One operator dedicates close to 500 hectares to salad crops and ships around 2 million spring-onion bunches per week, while its partner supplies roughly 55 million corn cobs annually alongside beans and winter squashes.
Irrigation and logistics: Water is taken from the Senegal River, routed through a network of canals and pumped across arid land so crops can grow where rainfall is scarce. Harvested produce is chilled quickly at pack-houses, trucked to a deep-water port and loaded into containers for a sea journey to the UK that typically takes about six days.
Major British fresh-produce firms have sunk permanent capital — including an investment of approximately £70m — to lock in steady off-season supply. Pay mostly meets the legal agricultural minimum, approximately 2,500 XOF per day (about $4.50), with bonuses tied to pick rates.
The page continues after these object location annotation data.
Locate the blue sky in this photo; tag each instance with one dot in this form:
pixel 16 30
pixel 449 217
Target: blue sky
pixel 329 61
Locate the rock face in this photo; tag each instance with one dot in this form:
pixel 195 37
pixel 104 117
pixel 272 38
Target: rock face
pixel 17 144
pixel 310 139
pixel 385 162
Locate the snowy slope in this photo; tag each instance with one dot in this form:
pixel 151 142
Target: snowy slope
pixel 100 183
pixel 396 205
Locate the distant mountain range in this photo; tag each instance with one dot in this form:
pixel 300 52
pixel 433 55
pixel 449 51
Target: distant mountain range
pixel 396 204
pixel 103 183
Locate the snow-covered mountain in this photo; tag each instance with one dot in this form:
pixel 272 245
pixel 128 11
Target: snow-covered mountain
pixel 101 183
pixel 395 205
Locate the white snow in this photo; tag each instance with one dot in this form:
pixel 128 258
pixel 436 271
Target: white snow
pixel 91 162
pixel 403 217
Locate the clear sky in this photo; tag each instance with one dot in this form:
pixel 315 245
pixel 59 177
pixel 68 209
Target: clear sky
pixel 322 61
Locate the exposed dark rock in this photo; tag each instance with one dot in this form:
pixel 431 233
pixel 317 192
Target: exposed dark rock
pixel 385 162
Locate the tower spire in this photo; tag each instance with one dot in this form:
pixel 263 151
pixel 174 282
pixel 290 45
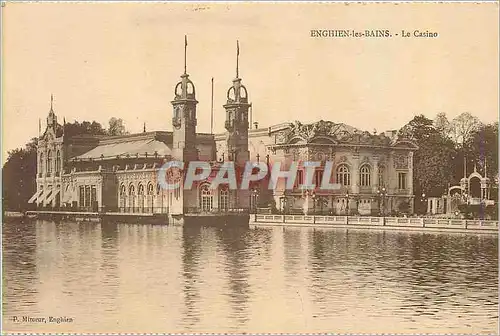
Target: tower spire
pixel 237 59
pixel 185 54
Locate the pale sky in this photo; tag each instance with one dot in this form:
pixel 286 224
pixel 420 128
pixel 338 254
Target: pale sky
pixel 123 60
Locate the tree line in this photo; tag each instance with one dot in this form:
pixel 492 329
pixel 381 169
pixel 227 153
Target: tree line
pixel 450 150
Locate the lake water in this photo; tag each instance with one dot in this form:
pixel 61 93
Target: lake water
pixel 146 278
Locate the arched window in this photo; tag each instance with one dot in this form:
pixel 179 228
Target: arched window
pixel 224 198
pixel 123 196
pixel 381 174
pixel 140 197
pixel 206 198
pixel 49 162
pixel 41 163
pixel 131 193
pixel 365 176
pixel 254 199
pixel 58 162
pixel 343 175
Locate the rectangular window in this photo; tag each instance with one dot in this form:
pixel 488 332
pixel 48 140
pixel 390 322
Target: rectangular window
pixel 402 181
pixel 82 196
pixel 299 179
pixel 87 196
pixel 93 195
pixel 319 177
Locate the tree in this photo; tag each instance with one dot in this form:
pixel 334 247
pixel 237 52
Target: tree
pixel 482 149
pixel 116 126
pixel 18 177
pixel 432 162
pixel 462 127
pixel 442 124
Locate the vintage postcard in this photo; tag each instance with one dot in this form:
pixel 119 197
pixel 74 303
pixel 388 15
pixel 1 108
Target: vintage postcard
pixel 250 167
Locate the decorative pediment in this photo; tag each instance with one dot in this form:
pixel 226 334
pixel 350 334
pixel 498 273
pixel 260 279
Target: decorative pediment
pixel 328 132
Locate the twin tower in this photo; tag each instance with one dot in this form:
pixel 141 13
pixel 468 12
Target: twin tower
pixel 184 118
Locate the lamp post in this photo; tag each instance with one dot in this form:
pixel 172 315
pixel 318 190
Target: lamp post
pixel 253 199
pixel 382 192
pixel 314 202
pixel 422 199
pixel 347 203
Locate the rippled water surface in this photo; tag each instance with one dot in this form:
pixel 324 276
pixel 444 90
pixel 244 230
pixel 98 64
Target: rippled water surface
pixel 144 278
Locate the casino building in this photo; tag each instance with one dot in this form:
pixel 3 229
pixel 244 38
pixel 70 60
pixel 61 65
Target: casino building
pixel 119 174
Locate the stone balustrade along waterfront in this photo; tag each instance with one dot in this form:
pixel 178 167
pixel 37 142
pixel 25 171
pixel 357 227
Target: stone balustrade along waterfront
pixel 409 223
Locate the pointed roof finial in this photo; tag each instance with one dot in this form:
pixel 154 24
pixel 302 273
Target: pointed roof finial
pixel 185 54
pixel 237 59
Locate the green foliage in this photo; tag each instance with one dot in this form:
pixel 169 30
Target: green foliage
pixel 116 126
pixel 443 148
pixel 432 162
pixel 18 177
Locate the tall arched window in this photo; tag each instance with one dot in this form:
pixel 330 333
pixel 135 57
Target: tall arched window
pixel 41 164
pixel 131 195
pixel 49 162
pixel 123 197
pixel 343 175
pixel 224 198
pixel 254 199
pixel 150 197
pixel 365 176
pixel 140 197
pixel 206 198
pixel 58 162
pixel 381 174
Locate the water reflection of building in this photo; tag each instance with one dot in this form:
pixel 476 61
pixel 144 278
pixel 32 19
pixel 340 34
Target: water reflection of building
pixel 120 173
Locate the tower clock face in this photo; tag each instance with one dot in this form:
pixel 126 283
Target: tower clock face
pixel 176 120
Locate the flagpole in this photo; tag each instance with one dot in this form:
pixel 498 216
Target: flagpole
pixel 212 110
pixel 237 58
pixel 185 54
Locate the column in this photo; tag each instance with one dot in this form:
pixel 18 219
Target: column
pixel 410 173
pixel 355 174
pixel 375 174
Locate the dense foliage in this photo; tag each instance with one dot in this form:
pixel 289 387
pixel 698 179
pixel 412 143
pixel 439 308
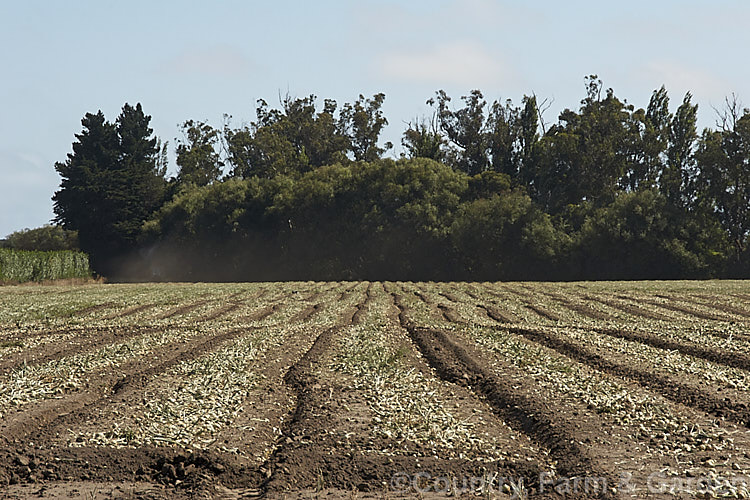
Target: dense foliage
pixel 45 238
pixel 22 265
pixel 481 191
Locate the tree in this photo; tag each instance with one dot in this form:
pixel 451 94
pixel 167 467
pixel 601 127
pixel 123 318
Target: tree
pixel 197 156
pixel 587 156
pixel 111 183
pixel 422 139
pixel 291 140
pixel 675 179
pixel 362 123
pixel 723 158
pixel 45 238
pixel 465 131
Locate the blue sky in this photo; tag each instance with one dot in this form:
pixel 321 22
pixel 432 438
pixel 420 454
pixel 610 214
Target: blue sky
pixel 198 60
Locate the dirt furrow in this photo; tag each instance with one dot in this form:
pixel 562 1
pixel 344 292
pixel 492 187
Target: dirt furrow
pixel 682 309
pixel 86 340
pixel 495 313
pixel 296 432
pixel 722 357
pixel 708 303
pixel 130 311
pixel 182 310
pixel 631 309
pixel 679 392
pixel 454 362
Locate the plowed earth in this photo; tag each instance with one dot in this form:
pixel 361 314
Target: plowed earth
pixel 376 390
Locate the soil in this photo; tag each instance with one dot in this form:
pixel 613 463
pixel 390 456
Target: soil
pixel 307 429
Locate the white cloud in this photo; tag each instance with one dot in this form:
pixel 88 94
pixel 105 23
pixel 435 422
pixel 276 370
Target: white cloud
pixel 222 61
pixel 463 63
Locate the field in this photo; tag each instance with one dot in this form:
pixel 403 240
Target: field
pixel 376 390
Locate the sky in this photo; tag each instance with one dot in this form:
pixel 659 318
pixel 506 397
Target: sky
pixel 200 60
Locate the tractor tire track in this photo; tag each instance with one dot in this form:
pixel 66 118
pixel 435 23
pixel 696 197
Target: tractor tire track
pixel 454 363
pixel 668 387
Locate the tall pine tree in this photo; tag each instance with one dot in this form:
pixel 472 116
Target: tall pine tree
pixel 111 183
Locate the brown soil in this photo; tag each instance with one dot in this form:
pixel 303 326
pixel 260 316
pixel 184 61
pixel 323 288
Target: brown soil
pixel 307 430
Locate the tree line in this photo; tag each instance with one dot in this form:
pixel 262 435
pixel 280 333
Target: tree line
pixel 481 191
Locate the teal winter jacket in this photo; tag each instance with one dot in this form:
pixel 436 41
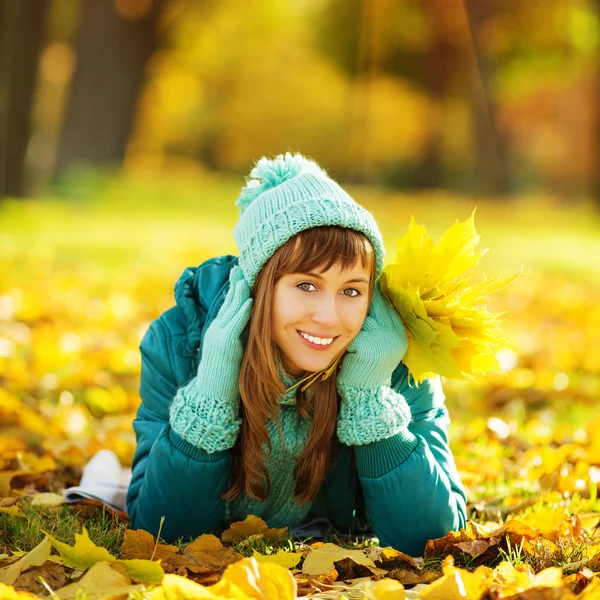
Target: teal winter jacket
pixel 406 493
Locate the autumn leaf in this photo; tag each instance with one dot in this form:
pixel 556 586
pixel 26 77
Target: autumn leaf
pixel 205 555
pixel 9 593
pixel 103 580
pixel 85 554
pixel 321 560
pixel 288 560
pixel 251 525
pixel 38 556
pixel 141 544
pixel 450 332
pixel 257 580
pixel 458 584
pixel 245 580
pixel 47 499
pixel 13 511
pixel 53 574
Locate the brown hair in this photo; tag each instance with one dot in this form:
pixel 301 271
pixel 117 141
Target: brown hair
pixel 318 248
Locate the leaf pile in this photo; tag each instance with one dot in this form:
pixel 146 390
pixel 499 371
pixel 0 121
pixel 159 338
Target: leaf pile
pixel 526 442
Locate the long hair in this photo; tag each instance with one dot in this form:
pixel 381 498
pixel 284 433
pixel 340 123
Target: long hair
pixel 318 248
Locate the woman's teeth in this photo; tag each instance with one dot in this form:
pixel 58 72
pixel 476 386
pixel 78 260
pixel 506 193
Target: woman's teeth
pixel 316 340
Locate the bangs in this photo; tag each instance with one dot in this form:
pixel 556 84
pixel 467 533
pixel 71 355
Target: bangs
pixel 319 248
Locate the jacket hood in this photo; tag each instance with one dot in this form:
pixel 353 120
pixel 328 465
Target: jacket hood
pixel 200 292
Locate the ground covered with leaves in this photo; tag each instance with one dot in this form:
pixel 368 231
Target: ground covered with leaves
pixel 80 285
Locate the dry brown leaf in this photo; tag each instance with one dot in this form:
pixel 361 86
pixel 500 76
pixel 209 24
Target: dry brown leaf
pixel 6 502
pixel 205 555
pixel 476 548
pixel 349 569
pixel 140 544
pixel 35 558
pixel 410 577
pixel 251 525
pixel 323 559
pixel 103 580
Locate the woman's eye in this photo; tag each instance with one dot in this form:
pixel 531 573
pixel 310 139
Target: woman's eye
pixel 304 283
pixel 352 290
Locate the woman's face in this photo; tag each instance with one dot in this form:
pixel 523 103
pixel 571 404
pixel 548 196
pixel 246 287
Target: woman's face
pixel 329 304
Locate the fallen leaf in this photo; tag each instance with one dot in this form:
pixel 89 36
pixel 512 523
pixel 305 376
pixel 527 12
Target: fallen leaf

Retail demand and sourcing drivers are clear: constraints on Mediterranean output, higher transport costs for airfreight and post-Brexit trade shifts have pushed buyers to explore West Africa as a reliable supplier.
- Environmental trade-offs: sea freight cuts emissions versus air cargo but still contributes to shipping’s global greenhouse footprint.
- Economic effects: the projects supply supermarket shelves but also create pressure to expand where labour costs stay comparatively low.
- Local dynamics: long leases and licences control land and water access; the arrangement generates steady work but prompts debate over wages and local benefit.
Looking ahead, current economics favour further expansion of similar ventures unless governments or consumers push for seasonal eating, stronger local production incentives, or higher social and environmental standards.